On the positive side, there are continued advances in forest protection. An important process is the "demarcation" of indigenous areas, that is, marking the boundaries on the ground as opposed to merely drawing them on a map. Another area of progress is the creation of an increasing number of such protected lands, both by the federal and the state governments. These are essential in securing the long-term future of the forest. Maintaining the forest will require more than the usual knee jerk deploying of guards and upping of fines for unauthorized clearing.
The connection of deforestation to infrastructure decisions, however, is the fact that nobody in Brazil wants to face. One can't have both a decline in deforestation and the construction of ever more roads opening up new areas of forest, no matter how many plans for sustainable development and governance are announced simultaneously. Fortunately, the economic force of destruction is not the unstoppable juggernaut that many people unquestioningly assume.
Most of Brazil's deforestation is for cattle ranches that contribute very little to either the national economy or to supporting the Amazon's human population.

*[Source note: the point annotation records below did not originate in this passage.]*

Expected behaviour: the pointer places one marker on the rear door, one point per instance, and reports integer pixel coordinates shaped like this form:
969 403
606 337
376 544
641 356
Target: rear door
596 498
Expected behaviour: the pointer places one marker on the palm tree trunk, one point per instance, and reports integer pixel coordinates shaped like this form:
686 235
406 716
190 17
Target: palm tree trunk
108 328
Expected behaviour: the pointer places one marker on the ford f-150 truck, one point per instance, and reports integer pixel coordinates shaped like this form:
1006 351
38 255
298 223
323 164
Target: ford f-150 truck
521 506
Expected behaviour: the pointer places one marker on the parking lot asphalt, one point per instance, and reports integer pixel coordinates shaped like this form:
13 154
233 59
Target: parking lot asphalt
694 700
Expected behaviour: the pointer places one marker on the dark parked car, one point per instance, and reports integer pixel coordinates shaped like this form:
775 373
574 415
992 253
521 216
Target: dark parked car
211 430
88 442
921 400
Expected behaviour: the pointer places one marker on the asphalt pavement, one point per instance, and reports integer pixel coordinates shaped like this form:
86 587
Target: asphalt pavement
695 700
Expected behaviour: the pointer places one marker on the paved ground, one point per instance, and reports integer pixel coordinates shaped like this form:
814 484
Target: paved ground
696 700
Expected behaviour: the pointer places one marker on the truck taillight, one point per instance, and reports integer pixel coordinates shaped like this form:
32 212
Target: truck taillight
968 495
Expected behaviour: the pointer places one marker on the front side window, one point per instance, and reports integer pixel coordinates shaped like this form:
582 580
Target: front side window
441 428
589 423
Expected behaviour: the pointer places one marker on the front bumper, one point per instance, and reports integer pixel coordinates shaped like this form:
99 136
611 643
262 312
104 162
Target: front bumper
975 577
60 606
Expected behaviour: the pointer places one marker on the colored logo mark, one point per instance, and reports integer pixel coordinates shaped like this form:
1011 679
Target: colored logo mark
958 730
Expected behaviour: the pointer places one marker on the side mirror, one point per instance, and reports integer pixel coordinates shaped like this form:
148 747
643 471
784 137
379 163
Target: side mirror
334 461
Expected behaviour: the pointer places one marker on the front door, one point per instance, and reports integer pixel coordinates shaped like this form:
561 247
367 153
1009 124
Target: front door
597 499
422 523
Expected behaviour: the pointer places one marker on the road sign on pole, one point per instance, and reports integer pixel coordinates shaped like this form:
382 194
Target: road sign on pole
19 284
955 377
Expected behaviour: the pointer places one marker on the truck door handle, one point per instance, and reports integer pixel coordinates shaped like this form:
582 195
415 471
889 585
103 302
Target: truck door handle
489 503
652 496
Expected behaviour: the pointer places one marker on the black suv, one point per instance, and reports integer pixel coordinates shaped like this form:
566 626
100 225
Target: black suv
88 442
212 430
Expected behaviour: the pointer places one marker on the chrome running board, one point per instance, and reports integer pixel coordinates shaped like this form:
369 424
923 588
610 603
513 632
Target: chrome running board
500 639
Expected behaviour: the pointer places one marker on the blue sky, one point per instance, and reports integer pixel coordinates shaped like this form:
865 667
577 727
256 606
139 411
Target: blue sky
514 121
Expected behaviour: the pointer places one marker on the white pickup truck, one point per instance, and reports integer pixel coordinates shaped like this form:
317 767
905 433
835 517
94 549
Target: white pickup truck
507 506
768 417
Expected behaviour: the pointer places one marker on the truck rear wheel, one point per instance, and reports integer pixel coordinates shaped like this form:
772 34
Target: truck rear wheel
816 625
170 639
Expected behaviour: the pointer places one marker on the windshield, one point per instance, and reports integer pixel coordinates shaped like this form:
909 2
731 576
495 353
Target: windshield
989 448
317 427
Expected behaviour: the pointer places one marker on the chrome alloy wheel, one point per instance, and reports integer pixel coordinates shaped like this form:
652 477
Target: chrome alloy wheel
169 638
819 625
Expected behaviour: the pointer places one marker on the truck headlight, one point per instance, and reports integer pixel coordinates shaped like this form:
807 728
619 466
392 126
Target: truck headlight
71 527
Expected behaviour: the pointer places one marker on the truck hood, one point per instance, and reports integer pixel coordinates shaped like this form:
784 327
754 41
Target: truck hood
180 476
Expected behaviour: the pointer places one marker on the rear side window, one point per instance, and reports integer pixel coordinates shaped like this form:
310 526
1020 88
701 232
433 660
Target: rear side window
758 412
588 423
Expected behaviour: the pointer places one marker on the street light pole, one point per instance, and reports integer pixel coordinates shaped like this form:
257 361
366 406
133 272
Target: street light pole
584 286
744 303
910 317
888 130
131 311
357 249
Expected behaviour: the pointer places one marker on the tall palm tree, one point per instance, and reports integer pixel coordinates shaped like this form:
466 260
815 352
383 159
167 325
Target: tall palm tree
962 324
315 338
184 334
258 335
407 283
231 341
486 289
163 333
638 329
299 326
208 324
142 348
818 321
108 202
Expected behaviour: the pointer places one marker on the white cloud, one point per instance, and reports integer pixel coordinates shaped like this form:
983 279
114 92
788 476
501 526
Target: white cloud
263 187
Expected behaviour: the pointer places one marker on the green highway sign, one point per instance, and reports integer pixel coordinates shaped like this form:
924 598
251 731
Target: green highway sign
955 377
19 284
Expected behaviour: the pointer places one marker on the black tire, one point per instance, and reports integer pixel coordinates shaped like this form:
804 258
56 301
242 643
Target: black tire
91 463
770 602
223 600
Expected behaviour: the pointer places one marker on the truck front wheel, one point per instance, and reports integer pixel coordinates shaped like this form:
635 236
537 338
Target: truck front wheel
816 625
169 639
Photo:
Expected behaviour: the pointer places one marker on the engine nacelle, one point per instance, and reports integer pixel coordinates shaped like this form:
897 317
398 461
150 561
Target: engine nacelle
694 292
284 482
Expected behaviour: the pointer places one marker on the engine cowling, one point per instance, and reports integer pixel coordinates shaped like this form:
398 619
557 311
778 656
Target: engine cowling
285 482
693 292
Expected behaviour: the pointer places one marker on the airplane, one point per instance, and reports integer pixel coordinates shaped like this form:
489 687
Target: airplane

The number of cowboys needed to maintain the pasture and cattle on these ranches is minimal once the trees have been felled. Some of the infrastructure projects that would be most damaging are highly questionable on purely financial grounds, independent of the astronomical cost they would have if their environmental impact were counted in the calculation. The rationale for the BR-319 Highway is to transport products to São Paulo from the factories in Manaus. Expanding the port in Manaus and sending the products by ship could accomplish this more cheaply and with incomparably less environmental impact.
The processes that fracture the Amazon landscape, such as deforestation, logging, and climate change, all have a momentum of their own that carries them forward even after efforts are begun to alter the course of change in the region and, in the case of climate, in the world as a whole. This means that there is no time to waste before actions are taken. Foreseeing the consequences of continuing on our current course in Amazonia can only help prevent the collapse of the forest if the actions are taken in time.